Jan 22, 2001

WoW! That's the only way to describe how I feel about God. I'm so joyful, and ecstatic, and just thankful for where me and him are at right now in our relationship. I've never ever been at this place b4. It's incredible. Disappointed. That's how I feel about my friend's relationships with God. It's like they don't care. They know better than this, but it's almost like they think that being a "Christian", and doing the right thing, and praying, and being nice is gonna get them by. I know, they know better than this, but it's like this'll do for now. I have maybe 2 other friends that are atleast striving to be Godly men, and live out His word. Notice I said men. That's right, no g/f's who are trying to do the same. So becuz of that, they're still in their competitive girl mindsets. Like trying to make their lives sound better, and their relationships with guys seem livelier, and yet, they're under so much stress and pressure. It's like one big soap opera. And I'm sik of it!! They continue to look at girls who are so called "sluts" seem so awful, and talk about them, like "OMG, did you see who was dancing in church this morning?" It made me so angry! When this one girl passed by dancing in the isle, they were snickering, and laughing. Not cuz she was dancing, but becuz, she was only doing it to show off, so they think. When they pointed at her I said, "Well, Praise God!" I was standing there in the same row, right next to them, dancing, and shouting, and praising God with all my might, and they know all my faults, but becuz she was an "outsider", and a "slut", then it's no good.

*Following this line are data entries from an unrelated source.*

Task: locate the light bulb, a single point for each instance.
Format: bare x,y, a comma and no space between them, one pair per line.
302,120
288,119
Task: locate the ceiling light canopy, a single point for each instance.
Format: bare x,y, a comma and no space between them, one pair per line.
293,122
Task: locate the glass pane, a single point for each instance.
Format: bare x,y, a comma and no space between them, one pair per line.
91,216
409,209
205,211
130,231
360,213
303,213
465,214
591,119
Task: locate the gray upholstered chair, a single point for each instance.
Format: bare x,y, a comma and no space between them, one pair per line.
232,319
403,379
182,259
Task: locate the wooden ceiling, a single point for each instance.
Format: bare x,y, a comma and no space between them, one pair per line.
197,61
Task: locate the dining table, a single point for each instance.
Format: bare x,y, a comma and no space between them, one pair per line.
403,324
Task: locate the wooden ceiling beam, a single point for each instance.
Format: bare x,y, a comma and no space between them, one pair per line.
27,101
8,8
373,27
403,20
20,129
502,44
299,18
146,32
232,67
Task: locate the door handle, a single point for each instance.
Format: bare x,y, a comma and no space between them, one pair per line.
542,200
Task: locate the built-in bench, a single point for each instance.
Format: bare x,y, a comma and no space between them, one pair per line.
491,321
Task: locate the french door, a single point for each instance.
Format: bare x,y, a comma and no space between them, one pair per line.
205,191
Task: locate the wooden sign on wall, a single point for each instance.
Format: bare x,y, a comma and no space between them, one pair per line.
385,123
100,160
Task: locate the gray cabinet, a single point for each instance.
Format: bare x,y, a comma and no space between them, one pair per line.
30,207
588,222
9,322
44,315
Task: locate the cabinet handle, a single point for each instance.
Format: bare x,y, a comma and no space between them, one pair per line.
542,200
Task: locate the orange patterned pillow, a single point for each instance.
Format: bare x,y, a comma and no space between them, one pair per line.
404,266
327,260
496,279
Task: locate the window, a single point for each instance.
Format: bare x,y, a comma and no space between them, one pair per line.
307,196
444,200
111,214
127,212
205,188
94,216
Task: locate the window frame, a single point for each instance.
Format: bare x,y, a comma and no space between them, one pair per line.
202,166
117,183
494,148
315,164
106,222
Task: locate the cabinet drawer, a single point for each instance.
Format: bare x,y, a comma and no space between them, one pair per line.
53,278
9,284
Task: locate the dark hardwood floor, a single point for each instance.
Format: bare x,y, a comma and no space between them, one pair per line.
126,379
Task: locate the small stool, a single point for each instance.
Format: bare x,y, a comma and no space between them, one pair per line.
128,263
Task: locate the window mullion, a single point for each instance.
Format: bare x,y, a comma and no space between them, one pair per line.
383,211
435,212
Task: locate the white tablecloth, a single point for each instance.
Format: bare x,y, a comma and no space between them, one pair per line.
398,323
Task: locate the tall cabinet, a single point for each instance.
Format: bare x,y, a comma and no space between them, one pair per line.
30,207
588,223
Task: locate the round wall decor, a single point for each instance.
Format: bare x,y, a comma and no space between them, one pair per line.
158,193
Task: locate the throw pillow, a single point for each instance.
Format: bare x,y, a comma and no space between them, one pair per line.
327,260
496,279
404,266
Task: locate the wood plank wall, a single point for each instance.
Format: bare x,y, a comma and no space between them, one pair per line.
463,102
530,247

I thought to myself, well atleast she is making an effort to praise God. Yesterdays service was incredible! The Holy Spirit came in, and I found myself on my face b4 God, worshipping him, then crying out for my generation, and then worshipping, and praising him all the more. And I had been in this thing for the past few weeks about how it's all about God, and not at all about me. Ironically, God put me in Ecclesiastes. And so I'm just in this incredible place with God, and there they are, yapping, and talking. I was like um, Hello!? Are you not getting the whole message!? IT'S NOT ABOUT YOU! IT'S ABOUT GOD!! All it was yesterday was an awesome time to worship God, and they did diddily squat! I'm no one to judge, but I also know my friends. I've decided on a benefit for me, that I won't be sitting next to them anymore, which I haven't wanted to anyway. I've been wanting to sit w/ Joe, even though we sit behind him, but there's never any room cuz the first row is small. But I told him, and Shannon how I was feeling, and that I was sitting w/ them from now on. They told me the only thing I can do is set an example, and pray, and if I do want to talk to them I have to do it in love, and not in judgment, which I know. They also said I have to remember to have grace, becuz I used to be at the same place, and they had to deal with me. I just want God to get the Glory, and the Love, and the Worship He deserves. I mean, I want the whole world to do that, but I hate it so much, that people who call themselves "Christians", just don't take the time, in a church service to worship him! If anyone who reads this, thinks of it, pray for my friends. I want them to be at this place with God. And also pray, that mine will keep progressing, and getting better everyday, as it has been.